Proliferation assays
Cells (5×103 cells/well) were plated in 96-well plates and allowed to grow for 24, 48 and 72 h after transfection with the corresponding siRNAs or expression plasmids. Cell proliferation was documented every 24 h for 4 days using an MTT assay (Sigma-Aldrich; Merck Millipore). Absorbance was measured at 570 nm using a microplate reader.
Cell cycle assay
At 48 h post-transfection, cells were harvested by trypsinization, washed three times with ice-cold PBS and fixed with 70% ethanol overnight at 4°C. The fixed cells were rehydrated in PBS and subjected to propidium iodide/RNase staining, followed by fluorescence-activated cell sorting analysis (BD Biosciences, San Jose, CA, USA). The percentage of cells in each phase of the cell cycle was estimated using PVElite 2015 software (Intergraph Corporation, Madison, AL, USA).
Transwell migration assay
Cell invasion was determined using Transwell assays. Briefly, TPX2-overexpressing plasmid and siRNA to knockdown TPX2 expression were transfected into cells, and 48 h later, 3×104 cells were transferred to the top of Matrigel-coated invasion chambers (BD Biosciences) in serum-free DMEM. Next, DMEM containing 10% FBS was added to the lower chamber, and 24 h later, the non-invading cells were removed, while the invading cells were fixed with 95% ethanol and stained with 0.1% crystal violet. Images were captured in a light microscope under ×100 magnification. Experiments were performed three independent times.
Statistical analysis
All data are shown as the mean + standard deviation. All experiments were repeated three times. All statistical analyses were performed with a two-tailed Student's t-test using SPSS version 12.0 software (SPSS, Inc., Chicago, IL, USA). P<0.05 was considered to indicate a statistically significant difference.
Results
TPX2 mRNA and protein expression in glioma cell lines
RT-qPCR was performed to determine the mRNA expression levels of TPX2 in the glioma cell lines U251, U87 and LN229 and in primary NHAs. TPX2 transcript levels were significantly lower in NHA cells compared with those in all the glioma cell lines (all P<0.05; Fig. 1A). The TPX2 protein levels in all the cell lines mentioned above were also examined, and our findings were consistent with those obtained from RT-qPCR. That is, TPX2 protein levels were lower in NHA cells compared with those in glioma cells (U251, 5.67-fold; U87, 5.27-fold; and LN229, 3.76-fold; all P<0.05; Fig. 1B). These results suggest that TPX2 may function as an oncogene in GBM.
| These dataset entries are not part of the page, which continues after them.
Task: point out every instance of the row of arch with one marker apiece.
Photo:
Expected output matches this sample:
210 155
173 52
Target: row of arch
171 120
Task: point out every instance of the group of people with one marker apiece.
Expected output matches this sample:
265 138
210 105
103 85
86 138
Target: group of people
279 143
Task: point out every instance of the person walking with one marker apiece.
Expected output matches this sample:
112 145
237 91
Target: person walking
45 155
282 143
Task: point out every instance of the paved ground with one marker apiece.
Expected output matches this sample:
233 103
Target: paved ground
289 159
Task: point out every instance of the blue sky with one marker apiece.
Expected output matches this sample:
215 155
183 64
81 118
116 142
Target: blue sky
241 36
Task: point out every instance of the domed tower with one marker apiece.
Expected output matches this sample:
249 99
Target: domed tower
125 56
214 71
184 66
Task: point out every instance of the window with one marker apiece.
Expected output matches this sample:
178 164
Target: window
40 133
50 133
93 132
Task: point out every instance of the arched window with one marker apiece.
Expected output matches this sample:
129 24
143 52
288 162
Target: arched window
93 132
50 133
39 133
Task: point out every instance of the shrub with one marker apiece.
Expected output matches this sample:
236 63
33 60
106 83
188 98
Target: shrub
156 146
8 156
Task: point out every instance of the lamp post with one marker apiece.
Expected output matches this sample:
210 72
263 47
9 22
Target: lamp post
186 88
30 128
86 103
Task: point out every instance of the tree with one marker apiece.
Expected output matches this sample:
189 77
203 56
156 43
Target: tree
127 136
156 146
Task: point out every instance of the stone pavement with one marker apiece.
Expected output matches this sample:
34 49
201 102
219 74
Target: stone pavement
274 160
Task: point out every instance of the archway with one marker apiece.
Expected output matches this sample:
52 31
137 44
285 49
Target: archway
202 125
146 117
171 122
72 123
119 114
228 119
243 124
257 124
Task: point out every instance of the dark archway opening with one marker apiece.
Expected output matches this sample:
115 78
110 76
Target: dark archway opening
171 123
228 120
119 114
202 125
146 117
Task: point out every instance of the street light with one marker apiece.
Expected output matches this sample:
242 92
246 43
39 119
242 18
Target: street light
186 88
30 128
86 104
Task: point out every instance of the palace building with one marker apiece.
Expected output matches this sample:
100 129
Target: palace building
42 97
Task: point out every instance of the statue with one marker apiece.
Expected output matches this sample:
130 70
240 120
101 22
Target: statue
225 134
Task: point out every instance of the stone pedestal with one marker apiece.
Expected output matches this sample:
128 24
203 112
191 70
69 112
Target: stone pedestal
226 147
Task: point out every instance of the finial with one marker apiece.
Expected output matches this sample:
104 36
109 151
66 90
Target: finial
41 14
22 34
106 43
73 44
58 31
TPX2 overexpression promotes cell proliferation and invasion in U251 and U87 cells
The effect of TPX2 overexpression in the glioma cell lines U251 and U87 was examined. Cells were transfected with pcDNA-TPX2 or pcDNA3.1 as control. MTT assay was performed to measure proliferation, while Transwell assay was performed to assess migration. Compared with the controls, TPX2 overexpression promoted the proliferation of both U251 (24 h, 0.362±0.002, 0.366±0.008 and 0.522±0.005 for the mock, pcDNA3.1 and pcDNA-TPX2 groups, respectively; 48 h, 0.554±0.019, 0.565±0.027 and 0.959±0.023 for the mock, pcDNA3.1 and pcDNA-TPX2 groups, respectively; and 72 h, 0.894±0.053, 0.843±0.062 and 1.253±0.172 for the mock, pcDNA3.1 and pcDNA-TPX2 groups, respectively; P<0.05; Fig. 2A) and U87 cells (24 h, 0.358±0.019, 0.362±0.014 and 0.569±0.045 for the mock, pcDNA3.1 and pcDNA-TPX2 groups, respectively; 48 h, 0.555±0.017, 0.567±0.008 and 0.933±0.010 for the mock, pcDNA3.1 and pcDNA-TPX2 groups, respectively; and 72 h, 0.790±0.018, 0.798±0.025 and 1.241±0.035 for the mock, pcDNA3.1 and pcDNA-TPX2 groups, respectively; P<0.05; Fig. 2B). TPX2 overexpression also decreased the percentage of cells in the G0/G1 phase (U251 cells, 34.730±0.470, 35.481±0.671 and 21.092±0.708 for the mock, pcDNA3.1 and pcDNA-TPX2 groups, respectively; U87 cells, 34.513±0.438, 34.114±0.909 and 19.623±0.578 for the mock, pcDNA3.1 and pcDNA-TPX2 groups, respectively; P<0.05; Fig. 2C and D, respectively). Overexpression of TPX2 also increased cellular migration (U251 cells, 105.200±3.114, 100.600±3.361 and 153.000±5.612 for the mock, pcDNA3.1 and pcDNA-TPX2 groups, respectively; U87 cells, 102.000±1.870, 104.800±1.303 and 152.200±3.114 for the mock, pcDNA3.1 and pcDNA-TPX2 groups, respectively; P<0.05; Fig. 3). These results suggest that TPX2 may promote cellular proliferation and invasion in glioma cells.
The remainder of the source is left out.